Docker 监控告警
容器监控是确保应用稳定运行的关键。本文档介绍 Docker 容器的监控指标、工具和告警配置。
📊 监控指标概述
核心监控指标
指标类型 | 具体指标 | 描述 |
---|---|---|
资源使用 | CPU、内存、磁盘、网络 | 容器资源消耗 |
容器状态 | 运行状态、重启次数 | 容器健康状况 |
应用指标 | 响应时间、错误率、吞吐量 | 应用性能指标 |
系统指标 | 负载、文件描述符 | 系统级别指标 |
Docker 原生监控命令
bash
# 查看容器资源使用情况
docker stats
# 查看特定容器统计信息
docker stats container-name
# 查看所有容器(包括停止的)
docker stats --all
# 不持续更新,只显示一次
docker stats --no-stream
# 格式化输出
docker stats --format "table {{.Container}}\t{{.CPUPerc}}\t{{.MemUsage}}\t{{.NetIO}}"
🔧 Prometheus 监控
Prometheus 部署
yaml
# docker-compose.monitoring.yml
version: '3.8'
services:
prometheus:
image: prom/prometheus:latest
container_name: prometheus
ports:
- "9090:9090"
volumes:
- ./prometheus/prometheus.yml:/etc/prometheus/prometheus.yml
- ./prometheus/rules:/etc/prometheus/rules
- prometheus-data:/prometheus
command:
- '--config.file=/etc/prometheus/prometheus.yml'
- '--storage.tsdb.path=/prometheus'
- '--web.console.libraries=/etc/prometheus/console_libraries'
- '--web.console.templates=/etc/prometheus/consoles'
- '--storage.tsdb.retention.time=200h'
- '--web.enable-lifecycle'
- '--web.enable-admin-api'
node-exporter:
image: prom/node-exporter:latest
container_name: node-exporter
ports:
- "9100:9100"
volumes:
- /proc:/host/proc:ro
- /sys:/host/sys:ro
- /:/rootfs:ro
command:
- '--path.procfs=/host/proc'
- '--path.rootfs=/rootfs'
- '--path.sysfs=/host/sys'
- '--collector.filesystem.mount-points-exclude=^/(sys|proc|dev|host|etc)($$|/)'
cadvisor:
image: gcr.io/cadvisor/cadvisor:latest
container_name: cadvisor
ports:
- "8080:8080"
volumes:
- /:/rootfs:ro
- /var/run:/var/run:ro
- /sys:/sys:ro
- /var/lib/docker/:/var/lib/docker:ro
- /dev/disk/:/dev/disk:ro
privileged: true
devices:
- /dev/kmsg
volumes:
prometheus-data:
Prometheus 配置
yaml
# prometheus/prometheus.yml
global:
scrape_interval: 15s
evaluation_interval: 15s
rule_files:
- "rules/*.yml"
scrape_configs:
- job_name: 'prometheus'
static_configs:
- targets: ['localhost:9090']
- job_name: 'node-exporter'
static_configs:
- targets: ['node-exporter:9100']
- job_name: 'cadvisor'
static_configs:
- targets: ['cadvisor:8080']
- job_name: 'docker-containers'
docker_sd_configs:
- host: unix:///var/run/docker.sock
refresh_interval: 5s
relabel_configs:
- source_labels: [__meta_docker_container_name]
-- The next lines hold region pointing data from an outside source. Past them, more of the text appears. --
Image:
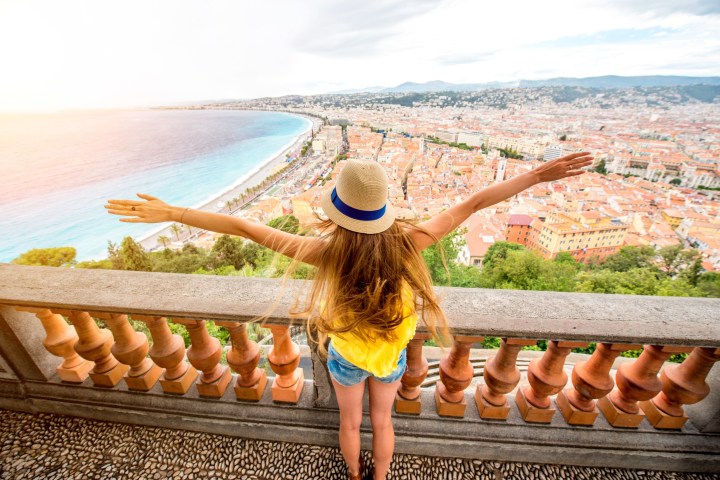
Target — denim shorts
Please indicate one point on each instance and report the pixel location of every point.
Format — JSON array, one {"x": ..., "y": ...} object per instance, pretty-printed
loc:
[{"x": 347, "y": 374}]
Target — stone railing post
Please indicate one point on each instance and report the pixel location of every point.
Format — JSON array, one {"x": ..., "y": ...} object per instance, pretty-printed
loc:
[
  {"x": 131, "y": 348},
  {"x": 682, "y": 384},
  {"x": 501, "y": 376},
  {"x": 59, "y": 341},
  {"x": 546, "y": 377},
  {"x": 95, "y": 344},
  {"x": 243, "y": 357},
  {"x": 204, "y": 354},
  {"x": 456, "y": 374},
  {"x": 591, "y": 380},
  {"x": 635, "y": 382},
  {"x": 168, "y": 351},
  {"x": 284, "y": 359},
  {"x": 407, "y": 399}
]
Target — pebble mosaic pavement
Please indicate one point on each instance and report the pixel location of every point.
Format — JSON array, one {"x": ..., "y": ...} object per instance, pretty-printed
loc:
[{"x": 45, "y": 446}]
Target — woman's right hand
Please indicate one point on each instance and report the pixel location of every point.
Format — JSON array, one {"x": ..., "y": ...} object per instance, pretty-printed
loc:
[{"x": 151, "y": 210}]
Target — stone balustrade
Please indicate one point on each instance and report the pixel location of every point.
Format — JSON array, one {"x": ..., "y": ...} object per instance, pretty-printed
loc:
[{"x": 119, "y": 365}]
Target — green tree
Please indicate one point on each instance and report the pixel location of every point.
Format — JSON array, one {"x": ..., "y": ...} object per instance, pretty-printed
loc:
[
  {"x": 636, "y": 281},
  {"x": 600, "y": 167},
  {"x": 679, "y": 287},
  {"x": 673, "y": 259},
  {"x": 444, "y": 270},
  {"x": 176, "y": 229},
  {"x": 164, "y": 240},
  {"x": 526, "y": 270},
  {"x": 48, "y": 257},
  {"x": 228, "y": 251},
  {"x": 131, "y": 256},
  {"x": 286, "y": 223},
  {"x": 709, "y": 284},
  {"x": 630, "y": 257},
  {"x": 498, "y": 251},
  {"x": 105, "y": 264}
]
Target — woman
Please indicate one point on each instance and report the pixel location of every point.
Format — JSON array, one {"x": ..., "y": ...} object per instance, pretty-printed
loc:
[{"x": 370, "y": 284}]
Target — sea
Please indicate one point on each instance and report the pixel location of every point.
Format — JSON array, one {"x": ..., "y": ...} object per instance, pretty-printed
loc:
[{"x": 57, "y": 170}]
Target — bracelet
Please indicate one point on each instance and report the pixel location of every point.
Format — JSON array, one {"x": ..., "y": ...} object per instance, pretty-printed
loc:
[{"x": 183, "y": 214}]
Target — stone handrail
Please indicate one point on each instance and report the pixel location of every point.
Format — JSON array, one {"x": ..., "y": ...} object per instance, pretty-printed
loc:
[
  {"x": 76, "y": 367},
  {"x": 636, "y": 319}
]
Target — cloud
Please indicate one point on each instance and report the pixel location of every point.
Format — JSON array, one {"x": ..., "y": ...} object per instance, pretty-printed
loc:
[
  {"x": 465, "y": 58},
  {"x": 668, "y": 7},
  {"x": 358, "y": 28}
]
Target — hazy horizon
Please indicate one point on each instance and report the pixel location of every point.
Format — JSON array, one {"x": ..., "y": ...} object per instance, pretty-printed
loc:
[{"x": 84, "y": 54}]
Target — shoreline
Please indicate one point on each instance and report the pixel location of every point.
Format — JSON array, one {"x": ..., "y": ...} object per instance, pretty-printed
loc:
[{"x": 148, "y": 239}]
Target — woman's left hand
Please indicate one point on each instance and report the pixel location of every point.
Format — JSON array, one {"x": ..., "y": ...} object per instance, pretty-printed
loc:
[
  {"x": 152, "y": 210},
  {"x": 567, "y": 166}
]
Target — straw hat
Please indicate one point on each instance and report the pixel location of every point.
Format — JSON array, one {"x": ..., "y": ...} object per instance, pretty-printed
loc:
[{"x": 359, "y": 200}]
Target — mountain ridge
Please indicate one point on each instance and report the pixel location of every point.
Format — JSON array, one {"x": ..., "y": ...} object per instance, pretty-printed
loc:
[{"x": 604, "y": 81}]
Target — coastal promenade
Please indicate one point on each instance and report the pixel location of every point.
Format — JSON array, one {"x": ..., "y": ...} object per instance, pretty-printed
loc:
[{"x": 150, "y": 242}]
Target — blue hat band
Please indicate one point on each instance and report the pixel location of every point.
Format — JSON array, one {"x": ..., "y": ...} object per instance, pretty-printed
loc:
[{"x": 354, "y": 213}]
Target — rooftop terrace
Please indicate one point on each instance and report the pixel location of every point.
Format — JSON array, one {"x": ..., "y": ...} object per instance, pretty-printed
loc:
[{"x": 485, "y": 413}]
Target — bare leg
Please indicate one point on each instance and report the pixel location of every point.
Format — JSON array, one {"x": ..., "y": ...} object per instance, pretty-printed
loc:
[
  {"x": 350, "y": 404},
  {"x": 382, "y": 396}
]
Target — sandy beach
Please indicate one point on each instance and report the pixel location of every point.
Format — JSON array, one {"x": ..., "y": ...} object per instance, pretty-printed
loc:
[{"x": 149, "y": 241}]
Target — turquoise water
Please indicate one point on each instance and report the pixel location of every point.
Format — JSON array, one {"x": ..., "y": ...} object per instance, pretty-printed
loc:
[{"x": 59, "y": 169}]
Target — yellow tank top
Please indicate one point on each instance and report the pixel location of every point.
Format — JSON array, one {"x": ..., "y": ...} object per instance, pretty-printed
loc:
[{"x": 379, "y": 356}]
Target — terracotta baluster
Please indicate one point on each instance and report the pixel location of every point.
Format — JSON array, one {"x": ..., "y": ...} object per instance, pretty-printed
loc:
[
  {"x": 682, "y": 384},
  {"x": 636, "y": 381},
  {"x": 501, "y": 376},
  {"x": 591, "y": 380},
  {"x": 131, "y": 348},
  {"x": 94, "y": 344},
  {"x": 407, "y": 399},
  {"x": 204, "y": 354},
  {"x": 168, "y": 352},
  {"x": 59, "y": 341},
  {"x": 284, "y": 358},
  {"x": 546, "y": 377},
  {"x": 243, "y": 357},
  {"x": 456, "y": 374}
]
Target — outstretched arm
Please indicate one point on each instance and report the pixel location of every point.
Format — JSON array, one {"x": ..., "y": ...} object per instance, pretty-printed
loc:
[
  {"x": 450, "y": 219},
  {"x": 154, "y": 210}
]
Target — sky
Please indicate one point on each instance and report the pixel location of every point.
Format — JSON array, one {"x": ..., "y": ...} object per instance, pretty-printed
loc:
[{"x": 108, "y": 54}]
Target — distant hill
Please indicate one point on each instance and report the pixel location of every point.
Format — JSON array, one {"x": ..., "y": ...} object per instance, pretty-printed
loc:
[{"x": 607, "y": 81}]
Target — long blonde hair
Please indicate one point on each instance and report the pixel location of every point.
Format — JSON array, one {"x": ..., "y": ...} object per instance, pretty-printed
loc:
[{"x": 361, "y": 285}]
target_label: container_name
- source_labels: [__meta_docker_container_label_monitoring]
regex: "true"
action: keep
alerting:
alertmanagers:
- static_configs:
- targets:
- alertmanager:9093
告警规则
yaml
# prometheus/rules/docker-alerts.yml
groups:
- name: docker-alerts
rules:
- alert: ContainerDown
expr: up == 0
for: 1m
labels:
severity: critical
annotations:
summary: "Container {{ $labels.instance }} is down"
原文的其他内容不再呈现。